Ensuite, alors que tu es encore devant la télé,il passera devant toi comme un fantôme, il ira se mettre dans le lit, en silence, avec un livre de société (politique, faits divers, finance...). Tu viendras te nicher contre lui, mais son flegme te refroidira un peu. Tu regarderas le plafond quelques minutes.
La lumière s'éteind, il met la radio en marche, c'est sa berceuse du soir. Le soir c'est rires et chansons, et à l'heure du coucher ce sont les sketches de Coluche.La radio s'éteindra toute seule au bout d'un bon quart d'heure.Il s'enroulera dans la couette. Tu chercheras ses pieds, et il te les donnera un peu, quelques minutes.


Le lendemain il se lèvera et déjeunera debout en costume dans sa cuisine, en silence, avec la plus petite lumière du plafonnier.Tu te sentiras de trop.Ambiance glaciale. Tu ne diras rien.Il boira le lait à la bouteille.Tu t'habilleras dans le noir de la chambre restée endormie.

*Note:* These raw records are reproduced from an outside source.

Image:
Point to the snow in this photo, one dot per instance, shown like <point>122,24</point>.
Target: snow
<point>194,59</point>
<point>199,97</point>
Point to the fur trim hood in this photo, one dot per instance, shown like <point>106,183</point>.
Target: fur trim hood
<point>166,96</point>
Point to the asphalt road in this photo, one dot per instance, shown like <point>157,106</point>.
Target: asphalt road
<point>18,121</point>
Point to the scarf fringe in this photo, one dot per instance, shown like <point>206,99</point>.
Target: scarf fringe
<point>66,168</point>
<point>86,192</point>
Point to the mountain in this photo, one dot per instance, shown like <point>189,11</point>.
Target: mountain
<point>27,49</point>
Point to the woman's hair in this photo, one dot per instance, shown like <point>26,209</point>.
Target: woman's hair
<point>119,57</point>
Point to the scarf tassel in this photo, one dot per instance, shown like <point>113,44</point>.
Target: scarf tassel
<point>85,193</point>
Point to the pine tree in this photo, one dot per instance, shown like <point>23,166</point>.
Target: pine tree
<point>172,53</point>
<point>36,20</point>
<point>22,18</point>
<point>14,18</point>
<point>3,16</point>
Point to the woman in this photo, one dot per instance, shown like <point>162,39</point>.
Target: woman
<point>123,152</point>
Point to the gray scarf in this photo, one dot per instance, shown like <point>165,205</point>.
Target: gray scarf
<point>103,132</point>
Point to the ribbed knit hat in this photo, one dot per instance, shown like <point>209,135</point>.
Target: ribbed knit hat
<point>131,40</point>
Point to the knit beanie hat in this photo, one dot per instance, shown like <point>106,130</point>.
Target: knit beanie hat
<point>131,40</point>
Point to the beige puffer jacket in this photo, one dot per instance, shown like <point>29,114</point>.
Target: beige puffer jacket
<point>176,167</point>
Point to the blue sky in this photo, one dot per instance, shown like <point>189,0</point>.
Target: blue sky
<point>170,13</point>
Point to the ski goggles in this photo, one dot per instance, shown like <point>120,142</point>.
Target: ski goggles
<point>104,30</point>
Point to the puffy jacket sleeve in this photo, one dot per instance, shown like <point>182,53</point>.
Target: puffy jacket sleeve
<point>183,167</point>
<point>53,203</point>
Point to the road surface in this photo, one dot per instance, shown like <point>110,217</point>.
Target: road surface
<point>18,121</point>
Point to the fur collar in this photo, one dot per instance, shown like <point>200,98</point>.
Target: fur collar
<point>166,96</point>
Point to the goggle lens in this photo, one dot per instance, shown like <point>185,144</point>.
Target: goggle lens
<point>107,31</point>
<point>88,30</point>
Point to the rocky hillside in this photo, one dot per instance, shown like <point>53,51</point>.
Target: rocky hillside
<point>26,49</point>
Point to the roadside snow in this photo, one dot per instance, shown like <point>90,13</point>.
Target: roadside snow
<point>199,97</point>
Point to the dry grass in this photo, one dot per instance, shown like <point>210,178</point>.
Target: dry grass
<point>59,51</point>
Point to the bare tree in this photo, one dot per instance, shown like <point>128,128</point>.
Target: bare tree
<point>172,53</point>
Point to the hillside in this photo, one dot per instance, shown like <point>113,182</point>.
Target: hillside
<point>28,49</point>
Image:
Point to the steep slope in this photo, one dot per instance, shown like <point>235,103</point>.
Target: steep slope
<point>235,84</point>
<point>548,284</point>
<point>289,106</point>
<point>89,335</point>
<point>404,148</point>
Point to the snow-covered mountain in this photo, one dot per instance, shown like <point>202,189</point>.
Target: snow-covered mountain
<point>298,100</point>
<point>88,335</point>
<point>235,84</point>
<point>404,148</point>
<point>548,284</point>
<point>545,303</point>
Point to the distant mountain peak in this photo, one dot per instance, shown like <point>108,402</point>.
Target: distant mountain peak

Il prendra ses clés, tu suivras. Vous descendrez l'énorme escalier de bois qui mène à la cour dans le froid saisissant de l'hiver.Tu voudras qu'il te serre contre lui, qu'il te dise qu'il t'aime, que tu es belle, même mal réveillée. Qu'il lâche un regard, un rire, qu'il y est de l'éclat dans ses yeux, un peu de malice matinale. Non, il ne dira pas un mot. Tu monteras dans sa voiture. Il se frottera les mains comme pour se battre avec la température, seul, face à lui même. La voiture aura du mal à démarrer, il grimacera, toujours en silence. Puis, il allumera la radio, tu te sentiras toujours de trop.Il prendra des virages secs et rapides dans les petites rues du bourg.Son sac sera à tes pieds.
Il te déposera, un bisou en coin. Rue déserte, trottoir glissant.

C'est comme dans fight Club quand le type réalise qu'il était tout seul tout ce temps....il était tout seul tout ce temps.